BMI cited Philippine government and resurgent telco Philippine Telegraph & Telephone (PT&T)’s move to invite Chinese technology companies to invest in the country’s telecoms market could benefit the Philippines, noting that the yet to be identified investors could work with PT&T to build the nation’s third multi-service network and deliver highquality and affordable broadband services.
“The move is welcomed as years of underinvestment have seen the Philippines consistently rank as the least effective telecoms market in Southeast Asia,” BMI said.
According to earlier reports, PT&T is said to be in talks with eight Chinese firms for potential partnerships, in line with its goal of becoming the country’s third largest telco player.
The report, however, said the main downside risks of the entrance of Chinese investment are that nonChinese vendors would effectively be shut out of the massive project, while the potential for a damaging service price war is high.
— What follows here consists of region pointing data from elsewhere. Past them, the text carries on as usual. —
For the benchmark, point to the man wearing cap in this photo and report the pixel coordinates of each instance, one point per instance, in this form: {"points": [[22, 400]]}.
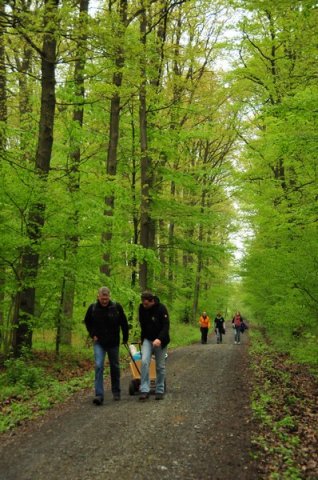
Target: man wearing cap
{"points": [[154, 324], [104, 320]]}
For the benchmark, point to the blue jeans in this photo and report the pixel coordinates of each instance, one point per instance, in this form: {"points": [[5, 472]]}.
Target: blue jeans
{"points": [[113, 358], [147, 349]]}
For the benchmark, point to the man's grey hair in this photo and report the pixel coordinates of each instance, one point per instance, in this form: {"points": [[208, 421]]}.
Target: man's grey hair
{"points": [[104, 291]]}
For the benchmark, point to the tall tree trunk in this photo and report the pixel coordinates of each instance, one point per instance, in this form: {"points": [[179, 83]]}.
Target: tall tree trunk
{"points": [[111, 163], [25, 299], [147, 224], [68, 282], [3, 119]]}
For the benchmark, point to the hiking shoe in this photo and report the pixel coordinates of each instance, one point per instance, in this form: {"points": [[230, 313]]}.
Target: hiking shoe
{"points": [[144, 396], [98, 400]]}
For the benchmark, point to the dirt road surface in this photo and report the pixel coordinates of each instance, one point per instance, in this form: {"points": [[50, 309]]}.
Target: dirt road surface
{"points": [[200, 431]]}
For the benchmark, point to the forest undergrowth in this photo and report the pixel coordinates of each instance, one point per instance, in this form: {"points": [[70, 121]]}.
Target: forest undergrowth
{"points": [[285, 412]]}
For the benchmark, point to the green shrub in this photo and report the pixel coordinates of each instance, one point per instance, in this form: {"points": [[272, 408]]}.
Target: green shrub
{"points": [[18, 371]]}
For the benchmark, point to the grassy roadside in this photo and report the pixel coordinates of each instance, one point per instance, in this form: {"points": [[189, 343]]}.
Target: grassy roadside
{"points": [[284, 405], [35, 383]]}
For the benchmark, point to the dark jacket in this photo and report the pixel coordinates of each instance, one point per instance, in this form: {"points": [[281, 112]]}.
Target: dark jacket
{"points": [[154, 323], [105, 323], [219, 323]]}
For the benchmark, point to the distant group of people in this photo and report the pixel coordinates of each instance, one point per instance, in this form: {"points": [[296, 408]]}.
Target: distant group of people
{"points": [[106, 319], [238, 325]]}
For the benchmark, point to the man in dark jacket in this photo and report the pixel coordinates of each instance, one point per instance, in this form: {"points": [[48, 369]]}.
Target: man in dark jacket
{"points": [[103, 320], [154, 324]]}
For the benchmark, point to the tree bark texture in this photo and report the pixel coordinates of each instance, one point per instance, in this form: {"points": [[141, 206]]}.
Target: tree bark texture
{"points": [[25, 299]]}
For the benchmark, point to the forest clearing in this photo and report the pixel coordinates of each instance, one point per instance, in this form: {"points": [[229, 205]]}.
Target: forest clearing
{"points": [[171, 146]]}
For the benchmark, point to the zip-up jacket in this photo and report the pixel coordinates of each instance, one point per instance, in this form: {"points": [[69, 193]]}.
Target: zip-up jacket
{"points": [[106, 322], [154, 323], [204, 322]]}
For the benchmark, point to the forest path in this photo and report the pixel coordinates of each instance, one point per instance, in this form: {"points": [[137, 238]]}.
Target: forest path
{"points": [[200, 431]]}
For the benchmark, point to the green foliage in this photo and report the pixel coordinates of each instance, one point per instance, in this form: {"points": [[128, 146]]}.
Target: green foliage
{"points": [[20, 372]]}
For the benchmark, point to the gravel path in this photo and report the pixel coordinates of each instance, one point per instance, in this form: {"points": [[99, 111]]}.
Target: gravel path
{"points": [[200, 431]]}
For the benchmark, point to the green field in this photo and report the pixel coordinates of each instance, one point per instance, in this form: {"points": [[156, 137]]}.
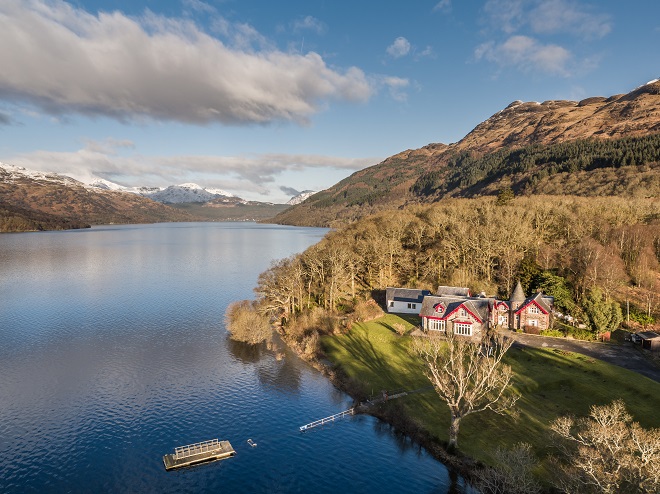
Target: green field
{"points": [[551, 384]]}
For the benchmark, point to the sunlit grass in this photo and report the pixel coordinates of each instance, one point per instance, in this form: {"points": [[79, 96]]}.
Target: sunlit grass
{"points": [[551, 383]]}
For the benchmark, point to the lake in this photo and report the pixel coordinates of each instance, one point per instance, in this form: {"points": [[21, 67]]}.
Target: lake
{"points": [[113, 351]]}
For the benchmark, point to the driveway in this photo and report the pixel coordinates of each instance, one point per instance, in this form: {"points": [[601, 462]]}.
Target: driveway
{"points": [[629, 356]]}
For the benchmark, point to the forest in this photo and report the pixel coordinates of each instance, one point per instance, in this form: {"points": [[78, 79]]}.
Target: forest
{"points": [[582, 251]]}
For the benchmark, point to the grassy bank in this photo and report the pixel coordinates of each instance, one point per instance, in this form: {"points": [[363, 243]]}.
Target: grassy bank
{"points": [[552, 383]]}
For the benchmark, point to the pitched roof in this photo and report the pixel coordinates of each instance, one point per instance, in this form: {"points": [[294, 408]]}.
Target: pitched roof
{"points": [[406, 294], [539, 299], [518, 294], [478, 307], [453, 291]]}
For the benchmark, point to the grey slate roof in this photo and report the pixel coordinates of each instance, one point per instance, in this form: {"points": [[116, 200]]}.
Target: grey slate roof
{"points": [[478, 306], [406, 294], [452, 291], [544, 302], [518, 294]]}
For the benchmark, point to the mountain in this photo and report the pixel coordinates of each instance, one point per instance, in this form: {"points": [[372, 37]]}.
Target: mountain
{"points": [[32, 200], [174, 194], [599, 146], [300, 197]]}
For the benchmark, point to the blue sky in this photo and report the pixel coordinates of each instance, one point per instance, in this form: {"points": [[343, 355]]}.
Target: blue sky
{"points": [[265, 98]]}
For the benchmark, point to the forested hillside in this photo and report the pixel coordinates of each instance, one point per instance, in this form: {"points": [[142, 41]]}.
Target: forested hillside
{"points": [[575, 249], [595, 147]]}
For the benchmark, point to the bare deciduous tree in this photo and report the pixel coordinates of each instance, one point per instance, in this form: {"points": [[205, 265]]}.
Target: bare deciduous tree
{"points": [[470, 377], [607, 452], [245, 323]]}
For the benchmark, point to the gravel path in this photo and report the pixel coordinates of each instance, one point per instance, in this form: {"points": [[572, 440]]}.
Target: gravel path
{"points": [[629, 356]]}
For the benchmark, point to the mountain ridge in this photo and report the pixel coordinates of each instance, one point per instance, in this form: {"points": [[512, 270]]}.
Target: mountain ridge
{"points": [[473, 166]]}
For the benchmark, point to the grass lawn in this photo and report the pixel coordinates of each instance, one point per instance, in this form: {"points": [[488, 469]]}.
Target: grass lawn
{"points": [[551, 383]]}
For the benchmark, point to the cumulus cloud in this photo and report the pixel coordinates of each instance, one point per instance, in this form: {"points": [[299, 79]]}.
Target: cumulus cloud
{"points": [[443, 6], [399, 48], [309, 23], [65, 60], [526, 54], [290, 191], [199, 6], [237, 174]]}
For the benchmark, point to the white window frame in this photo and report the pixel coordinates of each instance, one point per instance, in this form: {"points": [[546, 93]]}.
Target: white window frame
{"points": [[463, 329], [436, 325]]}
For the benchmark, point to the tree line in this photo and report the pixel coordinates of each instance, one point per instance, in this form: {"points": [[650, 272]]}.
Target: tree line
{"points": [[536, 162], [587, 253]]}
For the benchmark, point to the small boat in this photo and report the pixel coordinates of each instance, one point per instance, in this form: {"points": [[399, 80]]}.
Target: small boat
{"points": [[193, 454]]}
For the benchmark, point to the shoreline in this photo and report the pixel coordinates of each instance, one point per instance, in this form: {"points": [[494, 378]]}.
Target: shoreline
{"points": [[460, 464]]}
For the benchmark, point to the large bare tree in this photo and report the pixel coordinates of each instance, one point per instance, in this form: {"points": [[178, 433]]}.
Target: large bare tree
{"points": [[607, 452], [469, 376]]}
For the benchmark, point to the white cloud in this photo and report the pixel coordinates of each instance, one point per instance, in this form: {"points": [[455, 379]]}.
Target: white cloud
{"points": [[399, 48], [526, 54], [65, 60], [309, 23], [199, 6], [443, 6], [506, 15], [238, 174]]}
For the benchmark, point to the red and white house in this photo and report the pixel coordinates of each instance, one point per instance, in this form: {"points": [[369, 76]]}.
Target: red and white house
{"points": [[459, 315], [470, 316]]}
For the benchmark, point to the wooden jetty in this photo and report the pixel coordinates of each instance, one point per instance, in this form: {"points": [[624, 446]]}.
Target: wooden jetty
{"points": [[193, 454], [326, 420]]}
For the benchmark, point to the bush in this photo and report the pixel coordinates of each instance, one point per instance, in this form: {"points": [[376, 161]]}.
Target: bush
{"points": [[579, 333], [532, 330], [552, 332], [245, 323], [400, 328], [367, 310]]}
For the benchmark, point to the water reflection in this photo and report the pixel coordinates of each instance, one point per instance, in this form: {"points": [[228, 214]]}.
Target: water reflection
{"points": [[276, 366], [113, 353]]}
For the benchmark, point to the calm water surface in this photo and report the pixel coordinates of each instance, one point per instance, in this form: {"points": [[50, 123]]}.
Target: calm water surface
{"points": [[113, 351]]}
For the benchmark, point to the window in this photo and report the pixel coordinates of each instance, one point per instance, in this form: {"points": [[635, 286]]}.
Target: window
{"points": [[436, 325], [463, 329]]}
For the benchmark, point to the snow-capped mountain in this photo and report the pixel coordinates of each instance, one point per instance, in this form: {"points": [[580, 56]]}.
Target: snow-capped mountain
{"points": [[11, 173], [300, 197], [174, 194]]}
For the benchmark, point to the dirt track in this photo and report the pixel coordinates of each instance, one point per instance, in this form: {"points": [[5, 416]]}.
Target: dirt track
{"points": [[629, 356]]}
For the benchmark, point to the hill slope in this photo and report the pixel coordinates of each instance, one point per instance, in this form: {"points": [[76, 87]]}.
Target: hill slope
{"points": [[597, 146], [47, 201]]}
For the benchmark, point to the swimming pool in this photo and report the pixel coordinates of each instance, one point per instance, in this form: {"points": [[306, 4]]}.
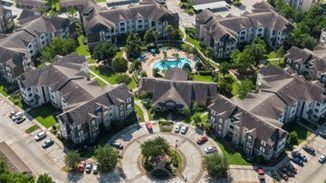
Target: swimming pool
{"points": [[170, 63]]}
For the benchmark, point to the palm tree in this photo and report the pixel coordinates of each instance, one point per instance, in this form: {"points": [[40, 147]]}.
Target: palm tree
{"points": [[156, 35], [170, 30]]}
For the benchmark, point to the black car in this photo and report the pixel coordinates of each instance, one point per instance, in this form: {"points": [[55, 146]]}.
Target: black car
{"points": [[297, 161], [322, 134], [296, 154], [309, 150], [117, 145], [48, 143], [286, 171]]}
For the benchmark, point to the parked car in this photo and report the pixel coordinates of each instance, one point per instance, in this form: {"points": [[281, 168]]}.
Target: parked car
{"points": [[210, 149], [117, 145], [286, 171], [202, 139], [299, 155], [290, 167], [283, 175], [95, 169], [149, 126], [20, 120], [261, 173], [12, 113], [81, 166], [88, 167], [322, 158], [177, 128], [40, 136], [309, 150], [47, 143], [17, 115], [322, 134], [184, 129], [297, 161]]}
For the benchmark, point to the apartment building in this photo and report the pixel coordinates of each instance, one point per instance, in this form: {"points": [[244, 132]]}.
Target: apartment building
{"points": [[33, 32], [255, 123], [86, 106], [310, 64], [304, 4], [6, 20], [224, 35], [102, 24], [175, 92]]}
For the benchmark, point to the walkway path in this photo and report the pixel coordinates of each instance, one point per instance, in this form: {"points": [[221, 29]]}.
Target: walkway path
{"points": [[145, 113]]}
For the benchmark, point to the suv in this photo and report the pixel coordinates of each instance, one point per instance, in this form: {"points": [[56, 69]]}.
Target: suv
{"points": [[309, 150]]}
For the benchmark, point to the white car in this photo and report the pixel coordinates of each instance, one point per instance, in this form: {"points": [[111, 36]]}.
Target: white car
{"points": [[210, 149], [40, 136], [17, 116], [177, 128], [184, 129], [322, 158]]}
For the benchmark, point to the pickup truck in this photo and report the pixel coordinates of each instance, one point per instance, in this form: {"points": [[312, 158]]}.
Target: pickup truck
{"points": [[261, 173]]}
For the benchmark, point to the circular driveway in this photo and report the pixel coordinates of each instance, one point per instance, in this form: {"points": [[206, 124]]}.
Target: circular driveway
{"points": [[133, 136]]}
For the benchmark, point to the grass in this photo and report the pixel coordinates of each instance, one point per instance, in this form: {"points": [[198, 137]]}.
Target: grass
{"points": [[17, 100], [233, 157], [81, 49], [31, 129], [302, 132], [100, 82], [44, 114], [105, 73], [139, 113], [203, 78]]}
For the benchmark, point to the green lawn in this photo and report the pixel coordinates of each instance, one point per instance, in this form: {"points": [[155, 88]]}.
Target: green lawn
{"points": [[302, 132], [233, 157], [105, 73], [81, 49], [44, 114], [100, 82], [203, 78], [31, 129], [139, 113]]}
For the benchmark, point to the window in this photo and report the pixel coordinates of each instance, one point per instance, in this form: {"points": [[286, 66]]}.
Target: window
{"points": [[80, 133]]}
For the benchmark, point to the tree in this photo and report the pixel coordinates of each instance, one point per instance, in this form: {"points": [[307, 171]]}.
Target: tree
{"points": [[149, 36], [308, 41], [156, 35], [287, 11], [104, 51], [155, 148], [72, 159], [107, 158], [58, 46], [44, 178], [120, 64], [216, 165], [293, 138], [186, 112], [155, 72], [170, 30], [280, 53], [133, 45]]}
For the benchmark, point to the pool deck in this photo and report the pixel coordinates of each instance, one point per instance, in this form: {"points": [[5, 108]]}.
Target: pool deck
{"points": [[150, 59]]}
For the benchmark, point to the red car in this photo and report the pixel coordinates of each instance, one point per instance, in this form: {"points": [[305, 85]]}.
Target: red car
{"points": [[81, 166], [202, 139], [149, 126]]}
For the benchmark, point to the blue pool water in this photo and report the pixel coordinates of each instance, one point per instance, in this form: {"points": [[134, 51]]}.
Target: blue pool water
{"points": [[170, 63]]}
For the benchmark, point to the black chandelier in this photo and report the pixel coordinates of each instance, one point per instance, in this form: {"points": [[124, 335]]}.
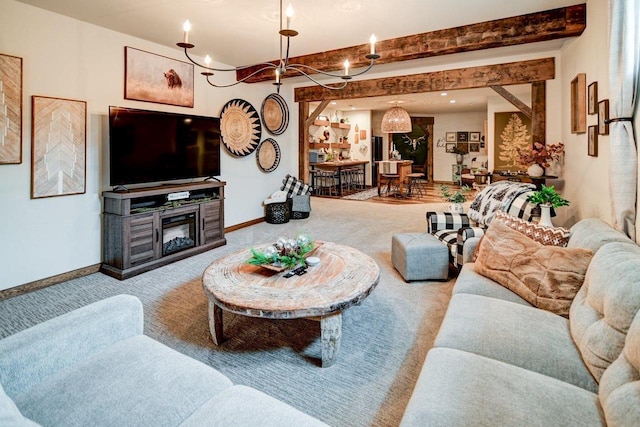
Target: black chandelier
{"points": [[283, 65]]}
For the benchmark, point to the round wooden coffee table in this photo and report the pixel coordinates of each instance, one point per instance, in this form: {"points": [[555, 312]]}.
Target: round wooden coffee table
{"points": [[344, 277]]}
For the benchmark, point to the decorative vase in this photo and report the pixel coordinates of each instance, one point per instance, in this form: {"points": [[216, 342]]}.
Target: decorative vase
{"points": [[545, 215], [535, 170], [456, 208]]}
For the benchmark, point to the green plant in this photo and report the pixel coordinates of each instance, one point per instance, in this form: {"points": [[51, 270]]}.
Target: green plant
{"points": [[548, 196], [284, 253], [458, 196]]}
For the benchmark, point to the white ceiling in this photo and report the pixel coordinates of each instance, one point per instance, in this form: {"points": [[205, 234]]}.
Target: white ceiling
{"points": [[241, 32]]}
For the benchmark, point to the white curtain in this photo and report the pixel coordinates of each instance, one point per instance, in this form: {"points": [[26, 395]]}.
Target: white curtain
{"points": [[624, 68]]}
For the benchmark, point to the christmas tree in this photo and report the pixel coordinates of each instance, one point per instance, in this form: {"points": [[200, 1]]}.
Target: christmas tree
{"points": [[515, 138]]}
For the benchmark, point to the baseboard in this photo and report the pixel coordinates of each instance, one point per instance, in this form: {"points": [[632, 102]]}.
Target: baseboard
{"points": [[49, 281], [244, 225], [85, 271]]}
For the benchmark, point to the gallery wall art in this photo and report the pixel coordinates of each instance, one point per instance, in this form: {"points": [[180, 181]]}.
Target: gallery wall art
{"points": [[58, 147], [155, 78], [10, 109]]}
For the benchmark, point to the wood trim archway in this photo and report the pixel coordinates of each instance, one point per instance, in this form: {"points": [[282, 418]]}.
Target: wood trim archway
{"points": [[535, 72]]}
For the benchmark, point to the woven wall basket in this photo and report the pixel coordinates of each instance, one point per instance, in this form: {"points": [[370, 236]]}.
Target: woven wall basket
{"points": [[268, 155], [275, 114], [240, 127]]}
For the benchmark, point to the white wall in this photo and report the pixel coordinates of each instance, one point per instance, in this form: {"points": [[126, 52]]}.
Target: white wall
{"points": [[66, 58], [443, 123], [587, 178]]}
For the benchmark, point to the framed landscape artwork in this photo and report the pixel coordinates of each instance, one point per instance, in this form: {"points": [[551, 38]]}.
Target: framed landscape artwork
{"points": [[155, 78], [11, 111], [58, 147]]}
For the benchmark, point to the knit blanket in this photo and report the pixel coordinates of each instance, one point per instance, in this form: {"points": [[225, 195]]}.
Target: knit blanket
{"points": [[508, 196]]}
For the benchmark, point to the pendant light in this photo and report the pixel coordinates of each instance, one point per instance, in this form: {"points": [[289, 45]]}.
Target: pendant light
{"points": [[396, 120]]}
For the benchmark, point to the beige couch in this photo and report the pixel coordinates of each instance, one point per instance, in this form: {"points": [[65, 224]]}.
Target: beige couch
{"points": [[499, 361]]}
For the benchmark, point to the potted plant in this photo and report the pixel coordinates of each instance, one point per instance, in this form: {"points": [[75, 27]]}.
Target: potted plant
{"points": [[460, 153], [455, 198], [539, 157], [547, 198]]}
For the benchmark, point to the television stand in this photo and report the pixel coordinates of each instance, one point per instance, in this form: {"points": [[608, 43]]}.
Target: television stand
{"points": [[143, 229]]}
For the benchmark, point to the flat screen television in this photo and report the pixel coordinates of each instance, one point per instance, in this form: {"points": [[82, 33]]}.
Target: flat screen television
{"points": [[151, 146]]}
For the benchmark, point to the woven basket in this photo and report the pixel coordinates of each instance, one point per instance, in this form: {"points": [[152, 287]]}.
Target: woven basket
{"points": [[299, 215], [277, 213]]}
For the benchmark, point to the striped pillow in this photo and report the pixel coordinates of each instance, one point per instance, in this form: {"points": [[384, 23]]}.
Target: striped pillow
{"points": [[549, 236]]}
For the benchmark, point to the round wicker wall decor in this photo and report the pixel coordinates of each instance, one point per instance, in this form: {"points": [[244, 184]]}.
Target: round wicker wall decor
{"points": [[268, 155], [275, 114], [240, 127]]}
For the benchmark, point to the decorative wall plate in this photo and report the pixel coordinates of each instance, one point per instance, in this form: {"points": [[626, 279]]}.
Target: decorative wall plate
{"points": [[275, 114], [240, 127], [268, 155]]}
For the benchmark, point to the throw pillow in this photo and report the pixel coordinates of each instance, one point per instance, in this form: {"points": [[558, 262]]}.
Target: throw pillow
{"points": [[555, 236], [547, 277], [293, 185]]}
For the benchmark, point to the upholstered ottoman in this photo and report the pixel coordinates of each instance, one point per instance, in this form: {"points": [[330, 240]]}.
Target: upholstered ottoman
{"points": [[419, 256]]}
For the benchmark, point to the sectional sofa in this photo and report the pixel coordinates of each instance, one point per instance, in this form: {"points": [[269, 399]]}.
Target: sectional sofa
{"points": [[500, 361], [94, 366]]}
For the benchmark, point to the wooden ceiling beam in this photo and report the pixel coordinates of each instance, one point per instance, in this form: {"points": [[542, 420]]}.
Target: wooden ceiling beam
{"points": [[530, 28], [514, 100], [513, 73]]}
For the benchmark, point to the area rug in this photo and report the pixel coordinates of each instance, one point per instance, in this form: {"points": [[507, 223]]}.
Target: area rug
{"points": [[384, 341], [363, 195]]}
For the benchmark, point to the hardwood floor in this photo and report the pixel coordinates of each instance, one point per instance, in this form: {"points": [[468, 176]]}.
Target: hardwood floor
{"points": [[430, 194]]}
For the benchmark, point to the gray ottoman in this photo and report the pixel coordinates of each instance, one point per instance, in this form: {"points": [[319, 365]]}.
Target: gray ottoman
{"points": [[419, 256]]}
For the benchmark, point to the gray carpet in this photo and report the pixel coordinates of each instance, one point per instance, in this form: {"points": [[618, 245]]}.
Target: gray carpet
{"points": [[384, 341]]}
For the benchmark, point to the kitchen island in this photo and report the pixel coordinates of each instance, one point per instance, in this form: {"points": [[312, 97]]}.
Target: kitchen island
{"points": [[340, 167]]}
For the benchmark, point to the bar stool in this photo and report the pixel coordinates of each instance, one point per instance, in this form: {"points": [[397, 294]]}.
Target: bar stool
{"points": [[313, 180], [390, 183], [327, 182], [415, 183]]}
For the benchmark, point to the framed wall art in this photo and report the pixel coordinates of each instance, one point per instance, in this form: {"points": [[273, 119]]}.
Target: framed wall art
{"points": [[578, 104], [603, 116], [155, 78], [58, 146], [592, 98], [10, 109], [592, 149]]}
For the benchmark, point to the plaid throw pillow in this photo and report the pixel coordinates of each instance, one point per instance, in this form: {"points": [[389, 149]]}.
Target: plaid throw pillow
{"points": [[293, 185], [549, 236]]}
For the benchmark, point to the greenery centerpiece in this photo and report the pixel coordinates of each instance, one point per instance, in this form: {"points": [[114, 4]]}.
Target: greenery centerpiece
{"points": [[284, 254], [547, 198], [456, 198], [460, 152]]}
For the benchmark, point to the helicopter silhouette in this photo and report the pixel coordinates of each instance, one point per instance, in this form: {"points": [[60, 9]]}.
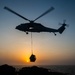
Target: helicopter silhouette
{"points": [[32, 26]]}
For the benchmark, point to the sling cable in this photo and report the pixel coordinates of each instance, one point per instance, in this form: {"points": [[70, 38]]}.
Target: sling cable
{"points": [[32, 57]]}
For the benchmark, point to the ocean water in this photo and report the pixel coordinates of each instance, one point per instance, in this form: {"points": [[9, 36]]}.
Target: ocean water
{"points": [[70, 69]]}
Meanwhile, BMI said legislative roadblocks may also hinder the entry of Chinese players, particularly with the Philippine Constitution foreign ownership limit of public utilities of 40 percent.
“While Congress could propose changes, the Philippine government will likely want a local firm to be involved to a large degree,” BMI said.
It added that a joint venture between a Chinese incumbent and recently reactivated PT&T would be a probable outcome of the ongoing talks.
Moreover, the report said while Chinese investors would have the technical expertise, the finance and the logistics resources needed to quickly build the new network, they would also have the clout to demand support and concessions, such as tax breaks, or exclusive access to new spectrum.
“We anticipate the nearexclusive use of a Chinese workforce and Chinese-made equipment, potentially locking alternative suppliers out of the market,”the report said.
Moreover, BMI said there is also a need to improve transparency in the country, as the lack of it would renew concerns regarding corruption.
BMI cited the initial attempt to build a National Broadband Network as an example, as it failed after a 2007 $329.5 million deal with China’s ZTE sank amid allegations of price fixing.
“The Duterte government aims to curb corruption, but the decision to negotiate only with Chinese partners could yet mire the project in controversy,” BMI said.
The report also emphasized that the Philippine Competition Commission must ensure the incumbents do not abuse their power to block the newcomer’s entry, avoiding a repeat of their takeover of supposed third player San Miguel Corp. in 2016.
“There is a lot of room for regulatory improvement in a market where nearly 40 percent of its population does not have access to the internet,” BMI said.
“However, the regulators have proved themselves to be ineffective and continuous regulatory reform is unlikely given that the appetite for change could dissipate when Duterte’s time in office comes to an end in 2022,” it concluded.